NAACP MOVES TO MAKE ITSELF EVEN LESS CREDIBLE…


In a move that I’m sure must have left at least a few scratching their heads, earlier this week the NAACP took what I would say was an unusual step and one likely to further reduce what credibility it may still possess as an organization whose primary purpose was once to promote racial equality. And in choosing to demonstrate that it has become nothing more than a mere shadow of its former self, and in the process nothing more than a front group for the Democrat Party, the Los Angeles chapter of this once venerable organization made its selection of its "Person of the Year."

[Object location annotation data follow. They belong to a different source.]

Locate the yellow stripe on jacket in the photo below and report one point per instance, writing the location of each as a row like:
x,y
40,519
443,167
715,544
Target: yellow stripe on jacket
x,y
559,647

As you all know, or should know unless you’ve been living under a rock, it was the Los Angeles chapter that withdrew its lifetime achievement award intended for embattled LA Clippers owner Donald Sterling last month. So as it set out on a quest for a suitable replacement it evidently had little luck in finding someone who would actually be worthy of the award. So with very few options available to it, it was forced to settle for, of all people, Al ‘Bull Horn’ Sharpton as its ‘new’ "Person of the Year." This bogus award was given to ‘Bull Horn’ on Thursday evening, in Sterling's absence.

In his acceptance speech old ‘Bull Horn’ wasted little time in taking a jab at Sterling, saying to those in the audience, "Sterling may be rich but he’s not as rich as the history of this organization." Well that might be a bit of an exaggeration, especially if we’re going to be including this organization’s more recent foray into Democrat Party politics. And while the group may have chose to distance itself from Sterling after a recently released recording of his using racial language, there’s no arguing that old Al ‘Bull Horn’ Sharpton has his own history of racial controversy.

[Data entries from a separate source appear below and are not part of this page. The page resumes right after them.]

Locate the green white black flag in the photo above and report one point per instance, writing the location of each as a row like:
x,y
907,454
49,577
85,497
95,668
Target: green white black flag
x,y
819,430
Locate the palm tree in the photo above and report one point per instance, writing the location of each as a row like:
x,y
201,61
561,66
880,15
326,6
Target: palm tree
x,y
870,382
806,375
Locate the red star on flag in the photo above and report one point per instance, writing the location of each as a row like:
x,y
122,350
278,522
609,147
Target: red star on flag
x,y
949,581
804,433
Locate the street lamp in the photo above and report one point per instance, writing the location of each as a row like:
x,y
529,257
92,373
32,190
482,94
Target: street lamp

I’m sure most will remember ‘Bull Horn’s’ involvement in any number of racially tainted incidents over the years including the making of false accusations in the racially charged Tawana Brawley case, the inciting of anti-Jewish mobs in New York in the early 1990s, or fanning racial outrage in the Trayvon Marin case. So it strikes me that if this group was truly interested in what it claims to be interested in, the last person that they would have seen as worthy of being their "Person of the Year" would have been Al. Such a selection only serves to demean all the previous winners of the award.